Access to technology has become as important to learning as access to a library, yet teachers remain the critical link between students and the content. As new, more mobile technologies have entered the classroom, often in the backpacks of students, teachers become orchestrators of projects and seek the best emerging digital environments for improving motivation, relevance and depth of learning.

Teachers are setting expectations for multiple revision cycles of student productions, made possible with professional tools for writing, composing music, creating video documentaries, and design. They are learning along with their students and modeling good questioning and Internet research strategies, assigning more complex and challenging projects and facilitating communication and collaboration even across borders.

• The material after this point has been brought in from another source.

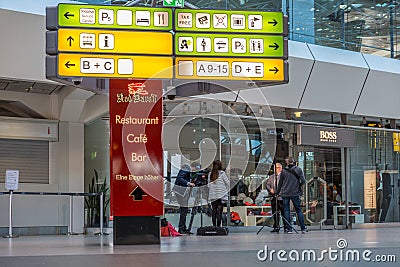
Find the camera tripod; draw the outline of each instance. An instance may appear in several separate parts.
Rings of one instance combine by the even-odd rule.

Age used to be considered a barrier to technology use in the classroom, and we would call teachers “digital immigrants” and young students “digital natives.” But teachers have evolved especially as technology has become increasingly easy to use and available. Like most educated adults, teachers use technology for personal activities – reading, writing, shopping, communicating with family and friends, seeking health advice and more – and they are also using technology for professional growth. In addition to finding resources on myriad education related topics, they are joining communities of practice to learn with peers and publish and share their ideas and expertise.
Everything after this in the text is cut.